Quand Atsumu ouvre les yeux, il remarque aussitôt le fil rouge, toujours accroché à son doigt. Ensuite, il voit la main d'Hinata, pendre à côté de la sienne afin de ne pas défaire leur lien, et son cœur se réveille en premier. Il sourit avant d'accrocher leurs doigts ensemble. Il entend un gazouillis à cette action, alors Atsumu lève son visage vers l'origine de ce bruit, pour réaliser qu'Hinata est réveillé. Pour réaliser qu'il l'a observé, lui et sa niaiserie. Il n'en faut pas plus pour que la gêne s'empare de lui, et le force à cacher son visage dans son oreiller. Ses mains viennent se glisser dessous pour accentuer l'intérêt de sa cachette. Hinata a l'audace d'en rire.
-Te moque pas de moi.
-Alors te cache pas. J'ai trouvé ça mignon.
-Menteur, grogne-t-il.
Atsumu sent une main se perdre dans ses cheveux, et il ferme inconsciemment les yeux pour se fondre dans le toucher. Pendant un bref instant, il a l'impression qu'il ne pourra pas sortir vivant de cette relation. Hinata aura tout de lui, Atsumu lui donnera tout.
-Regarde-moi.
Le blond cède, et reste médusé par la position d'Hinata. Seules ses jambes sont encore sur le lit, il se tient d'une main sur le bord du matelas où Atsumu a dormi, son visage plane au-dessus du sien. La position n'a pas l'air très agréable. Elle a surtout l'air très instable.
-Tu vas me tomber dessus, constate Atsumu.
-Mais non, j'ai le bras musclé.
-Mouais… Mais attend, comment t'as fini dans cette position ? T'aurais juste pu tendre le bras pour. Bref.
-Tu m'as dit de pas lâcher le fil.
-Oh. T'as juste suivi mes mains.
-Oui.
Hinata soulève certain de ses doigts du bras qui le tient en position, afin de montrer le fil rouge, et c'est un miracle qu'il ne s'affale pas sur lui. Atsumu réfléchit quelques instants, prend une grande inspiration, avant de dire l'inévitable :
-On devrait l'enlever. Mais juste celui-là.
-Juste celui-là ?
-Oui. Je t'interdis de lâcher le vrai.
Shoyo rayonne. Puis la seconde d'après, il lui tombe dessus.

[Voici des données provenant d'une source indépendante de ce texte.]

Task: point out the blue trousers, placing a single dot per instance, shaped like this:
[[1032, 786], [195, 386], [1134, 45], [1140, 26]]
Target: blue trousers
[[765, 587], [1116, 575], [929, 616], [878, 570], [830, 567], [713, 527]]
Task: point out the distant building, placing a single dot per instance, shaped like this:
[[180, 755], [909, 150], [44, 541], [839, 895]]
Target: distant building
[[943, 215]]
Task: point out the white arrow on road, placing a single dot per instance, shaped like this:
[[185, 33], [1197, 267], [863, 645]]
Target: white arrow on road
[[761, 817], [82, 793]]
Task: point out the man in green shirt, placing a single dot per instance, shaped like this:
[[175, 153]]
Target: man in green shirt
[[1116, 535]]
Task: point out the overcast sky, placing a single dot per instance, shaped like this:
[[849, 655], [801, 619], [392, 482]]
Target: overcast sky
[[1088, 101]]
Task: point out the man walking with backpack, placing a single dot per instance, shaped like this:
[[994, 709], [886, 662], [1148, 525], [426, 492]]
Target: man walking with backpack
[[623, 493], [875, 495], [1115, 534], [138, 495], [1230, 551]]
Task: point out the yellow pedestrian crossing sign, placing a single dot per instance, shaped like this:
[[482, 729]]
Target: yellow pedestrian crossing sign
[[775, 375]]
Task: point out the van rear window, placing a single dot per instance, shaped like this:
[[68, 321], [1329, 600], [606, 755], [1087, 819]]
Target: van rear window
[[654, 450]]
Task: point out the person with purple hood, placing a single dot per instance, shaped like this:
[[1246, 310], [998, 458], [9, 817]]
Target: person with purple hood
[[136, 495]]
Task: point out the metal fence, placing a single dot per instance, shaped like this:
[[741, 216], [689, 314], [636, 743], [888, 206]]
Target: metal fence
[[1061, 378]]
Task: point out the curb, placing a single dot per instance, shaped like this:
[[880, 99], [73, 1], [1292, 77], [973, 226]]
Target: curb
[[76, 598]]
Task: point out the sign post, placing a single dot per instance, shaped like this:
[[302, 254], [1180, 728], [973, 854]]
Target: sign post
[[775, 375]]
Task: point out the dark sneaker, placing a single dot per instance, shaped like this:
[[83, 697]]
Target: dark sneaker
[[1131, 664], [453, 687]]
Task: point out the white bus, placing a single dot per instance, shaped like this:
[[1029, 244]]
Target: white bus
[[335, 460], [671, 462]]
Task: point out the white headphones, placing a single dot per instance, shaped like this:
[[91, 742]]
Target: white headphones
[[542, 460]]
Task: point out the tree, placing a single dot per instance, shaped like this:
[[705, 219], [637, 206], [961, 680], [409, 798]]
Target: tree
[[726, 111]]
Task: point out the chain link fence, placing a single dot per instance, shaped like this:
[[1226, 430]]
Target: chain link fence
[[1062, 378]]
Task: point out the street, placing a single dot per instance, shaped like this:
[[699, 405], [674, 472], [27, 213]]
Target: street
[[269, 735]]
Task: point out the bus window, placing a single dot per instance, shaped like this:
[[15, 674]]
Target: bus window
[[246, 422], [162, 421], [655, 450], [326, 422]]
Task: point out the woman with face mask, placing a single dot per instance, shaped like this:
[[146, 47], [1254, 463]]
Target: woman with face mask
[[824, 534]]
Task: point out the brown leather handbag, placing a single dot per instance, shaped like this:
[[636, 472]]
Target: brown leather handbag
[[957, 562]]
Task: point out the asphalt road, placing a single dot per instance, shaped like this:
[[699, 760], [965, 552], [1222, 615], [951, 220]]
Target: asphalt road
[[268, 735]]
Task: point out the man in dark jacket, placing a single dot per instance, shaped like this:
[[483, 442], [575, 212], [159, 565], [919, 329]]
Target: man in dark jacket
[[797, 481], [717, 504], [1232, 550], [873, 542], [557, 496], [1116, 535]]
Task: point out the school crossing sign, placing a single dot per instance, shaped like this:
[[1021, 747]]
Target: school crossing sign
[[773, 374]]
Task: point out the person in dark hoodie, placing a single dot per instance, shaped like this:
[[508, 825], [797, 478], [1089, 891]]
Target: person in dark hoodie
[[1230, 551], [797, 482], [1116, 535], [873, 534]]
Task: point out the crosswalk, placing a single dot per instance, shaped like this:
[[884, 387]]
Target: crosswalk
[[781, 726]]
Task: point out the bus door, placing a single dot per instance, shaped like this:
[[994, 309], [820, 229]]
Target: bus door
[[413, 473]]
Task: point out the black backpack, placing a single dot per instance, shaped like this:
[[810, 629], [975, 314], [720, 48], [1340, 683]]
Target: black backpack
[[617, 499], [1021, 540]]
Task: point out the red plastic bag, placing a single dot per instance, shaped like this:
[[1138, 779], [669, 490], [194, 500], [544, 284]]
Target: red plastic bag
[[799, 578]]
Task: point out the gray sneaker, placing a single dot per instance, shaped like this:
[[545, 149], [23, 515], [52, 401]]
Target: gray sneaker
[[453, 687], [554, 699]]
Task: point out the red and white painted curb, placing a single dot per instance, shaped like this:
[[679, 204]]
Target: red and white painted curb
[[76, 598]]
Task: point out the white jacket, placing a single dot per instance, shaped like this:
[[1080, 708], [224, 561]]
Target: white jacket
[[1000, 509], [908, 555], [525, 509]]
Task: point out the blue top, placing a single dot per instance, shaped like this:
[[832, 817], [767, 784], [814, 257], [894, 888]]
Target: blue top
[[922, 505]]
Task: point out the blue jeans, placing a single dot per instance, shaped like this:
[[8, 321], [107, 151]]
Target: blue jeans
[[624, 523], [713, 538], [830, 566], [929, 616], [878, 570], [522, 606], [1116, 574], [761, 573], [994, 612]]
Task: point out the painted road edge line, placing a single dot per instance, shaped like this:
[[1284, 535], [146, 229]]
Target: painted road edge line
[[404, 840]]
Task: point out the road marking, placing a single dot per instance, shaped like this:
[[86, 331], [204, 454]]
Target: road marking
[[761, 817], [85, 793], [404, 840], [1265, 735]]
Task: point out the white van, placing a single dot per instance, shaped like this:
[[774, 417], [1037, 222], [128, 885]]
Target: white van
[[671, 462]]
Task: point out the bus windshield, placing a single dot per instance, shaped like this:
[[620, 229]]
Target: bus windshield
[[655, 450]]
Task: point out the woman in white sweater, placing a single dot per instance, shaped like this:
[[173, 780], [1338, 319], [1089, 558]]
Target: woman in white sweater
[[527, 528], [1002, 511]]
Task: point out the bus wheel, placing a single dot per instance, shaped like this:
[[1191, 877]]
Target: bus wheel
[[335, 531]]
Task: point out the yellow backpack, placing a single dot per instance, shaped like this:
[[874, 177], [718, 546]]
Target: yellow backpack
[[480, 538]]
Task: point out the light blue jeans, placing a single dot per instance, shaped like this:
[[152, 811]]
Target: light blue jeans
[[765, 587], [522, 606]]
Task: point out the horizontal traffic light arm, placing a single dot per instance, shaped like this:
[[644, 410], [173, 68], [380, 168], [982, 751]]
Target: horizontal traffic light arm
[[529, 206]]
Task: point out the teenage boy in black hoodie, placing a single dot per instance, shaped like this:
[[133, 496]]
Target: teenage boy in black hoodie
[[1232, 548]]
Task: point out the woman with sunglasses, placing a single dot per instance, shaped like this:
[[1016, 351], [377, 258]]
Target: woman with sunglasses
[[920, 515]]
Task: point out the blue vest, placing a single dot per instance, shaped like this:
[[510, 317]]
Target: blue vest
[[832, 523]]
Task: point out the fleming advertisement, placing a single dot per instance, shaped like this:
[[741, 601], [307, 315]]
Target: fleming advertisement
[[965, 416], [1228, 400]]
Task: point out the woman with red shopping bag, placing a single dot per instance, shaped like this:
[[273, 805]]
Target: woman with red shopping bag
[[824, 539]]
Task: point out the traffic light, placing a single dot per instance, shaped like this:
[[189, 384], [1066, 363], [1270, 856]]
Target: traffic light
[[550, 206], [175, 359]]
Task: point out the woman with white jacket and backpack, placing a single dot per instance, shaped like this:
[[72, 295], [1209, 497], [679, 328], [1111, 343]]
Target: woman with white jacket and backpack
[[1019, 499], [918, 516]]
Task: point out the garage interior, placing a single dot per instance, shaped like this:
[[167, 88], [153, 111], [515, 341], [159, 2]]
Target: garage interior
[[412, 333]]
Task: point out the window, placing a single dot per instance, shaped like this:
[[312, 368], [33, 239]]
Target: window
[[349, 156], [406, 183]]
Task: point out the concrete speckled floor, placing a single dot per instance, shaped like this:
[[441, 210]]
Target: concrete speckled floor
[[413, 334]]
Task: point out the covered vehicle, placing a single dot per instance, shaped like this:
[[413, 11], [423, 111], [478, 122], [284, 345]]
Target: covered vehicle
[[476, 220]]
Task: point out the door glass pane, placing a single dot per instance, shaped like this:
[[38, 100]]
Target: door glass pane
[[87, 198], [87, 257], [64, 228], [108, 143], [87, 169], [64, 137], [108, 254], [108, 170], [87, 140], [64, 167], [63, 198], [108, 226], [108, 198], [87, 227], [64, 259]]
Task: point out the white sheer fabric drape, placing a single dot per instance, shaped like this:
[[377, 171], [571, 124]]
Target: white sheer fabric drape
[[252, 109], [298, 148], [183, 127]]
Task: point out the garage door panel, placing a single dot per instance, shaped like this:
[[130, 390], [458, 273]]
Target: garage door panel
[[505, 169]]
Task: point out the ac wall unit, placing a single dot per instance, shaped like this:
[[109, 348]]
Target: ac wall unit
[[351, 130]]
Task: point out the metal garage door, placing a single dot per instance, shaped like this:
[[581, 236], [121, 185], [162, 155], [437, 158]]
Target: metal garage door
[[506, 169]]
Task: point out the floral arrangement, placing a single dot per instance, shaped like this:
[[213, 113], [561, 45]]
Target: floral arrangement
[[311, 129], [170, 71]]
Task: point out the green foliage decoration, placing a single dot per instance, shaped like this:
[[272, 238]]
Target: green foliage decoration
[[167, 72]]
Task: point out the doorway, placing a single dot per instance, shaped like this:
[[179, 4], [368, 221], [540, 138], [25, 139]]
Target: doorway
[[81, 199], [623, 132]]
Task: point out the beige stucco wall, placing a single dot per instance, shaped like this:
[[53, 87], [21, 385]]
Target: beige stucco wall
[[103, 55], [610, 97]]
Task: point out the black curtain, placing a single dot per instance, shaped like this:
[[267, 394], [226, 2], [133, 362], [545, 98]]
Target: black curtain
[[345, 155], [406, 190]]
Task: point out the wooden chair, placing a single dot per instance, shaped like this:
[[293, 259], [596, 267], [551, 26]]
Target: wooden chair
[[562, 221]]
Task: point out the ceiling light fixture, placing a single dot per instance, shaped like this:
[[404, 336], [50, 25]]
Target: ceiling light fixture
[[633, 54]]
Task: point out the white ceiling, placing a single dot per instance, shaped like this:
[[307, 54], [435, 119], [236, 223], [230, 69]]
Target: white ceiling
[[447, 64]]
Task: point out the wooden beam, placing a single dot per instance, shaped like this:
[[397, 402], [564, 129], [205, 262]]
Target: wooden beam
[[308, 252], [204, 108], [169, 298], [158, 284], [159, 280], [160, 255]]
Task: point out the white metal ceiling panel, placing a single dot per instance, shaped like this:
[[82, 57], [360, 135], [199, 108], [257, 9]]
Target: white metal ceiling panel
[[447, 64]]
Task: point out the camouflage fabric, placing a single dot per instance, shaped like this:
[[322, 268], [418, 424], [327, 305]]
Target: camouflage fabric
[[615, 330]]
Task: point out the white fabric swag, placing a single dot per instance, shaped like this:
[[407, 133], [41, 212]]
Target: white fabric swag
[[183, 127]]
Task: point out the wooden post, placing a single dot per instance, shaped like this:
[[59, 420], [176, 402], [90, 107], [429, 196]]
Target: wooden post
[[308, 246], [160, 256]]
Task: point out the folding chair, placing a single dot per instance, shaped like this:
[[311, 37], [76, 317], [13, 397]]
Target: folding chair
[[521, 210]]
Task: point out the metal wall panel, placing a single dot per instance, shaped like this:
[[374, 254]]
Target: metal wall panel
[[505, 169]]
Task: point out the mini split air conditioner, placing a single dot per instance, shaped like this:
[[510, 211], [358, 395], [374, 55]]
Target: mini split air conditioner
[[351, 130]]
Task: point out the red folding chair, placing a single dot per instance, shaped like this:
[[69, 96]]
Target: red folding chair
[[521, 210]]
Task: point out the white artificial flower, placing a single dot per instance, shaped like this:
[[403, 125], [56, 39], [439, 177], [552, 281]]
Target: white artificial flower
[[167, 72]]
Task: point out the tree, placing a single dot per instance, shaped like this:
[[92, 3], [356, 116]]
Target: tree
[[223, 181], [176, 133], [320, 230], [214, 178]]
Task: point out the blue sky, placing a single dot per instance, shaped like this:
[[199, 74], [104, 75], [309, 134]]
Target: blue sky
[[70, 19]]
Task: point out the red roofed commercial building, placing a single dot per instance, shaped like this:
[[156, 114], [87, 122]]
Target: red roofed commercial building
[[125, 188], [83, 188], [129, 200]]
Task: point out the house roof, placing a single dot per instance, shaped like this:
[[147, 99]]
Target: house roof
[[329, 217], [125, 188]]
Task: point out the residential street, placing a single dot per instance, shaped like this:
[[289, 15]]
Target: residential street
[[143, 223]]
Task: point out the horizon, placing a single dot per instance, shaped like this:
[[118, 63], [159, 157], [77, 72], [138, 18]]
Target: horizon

Après avoir passé une journée exténuante à s'entraîner, ils décident de s'achever par un jogging dans les bois et heureusement, ils ne rencontrent aucun sanglier. Ils peuvent ainsi s'épuiser en toute tranquillité.
Atsumu suit Hinata, afin de pas se perdre dans cette immense forêt obscure, mais ce dernier finit par s'arrêter dans une clairière.
-Un problème ? Demande-t-il essoufflé.
-On se repose un peu ?
-Déjà fatigué citrouille ? Questionne-t-il un peu moqueur.
-Non ! C'est pas ça ! C'est juste que… Et bien. Il n'y a personne.
-Oui et ?
-Et j'ai envie de passer du temps seul avec toi. Sans être interrompu.
Toute la journée, ils ont été régulièrement interrompus par Natsu. Atsumu l'aime bien, mais il admet vouloir passer également du temps seul avec son petit-ami, alors en réponse, il s'allonge dans l'herbe fraiche. Bientôt, il est rejoint par Hinata, aux joues un peu rouges. Il est sûr de ne pas les rêver cette fois-ci. Toutefois, il décide d'avoir la gentillesse de pas s'en moquer (en partie parce qu'il en a lui-même).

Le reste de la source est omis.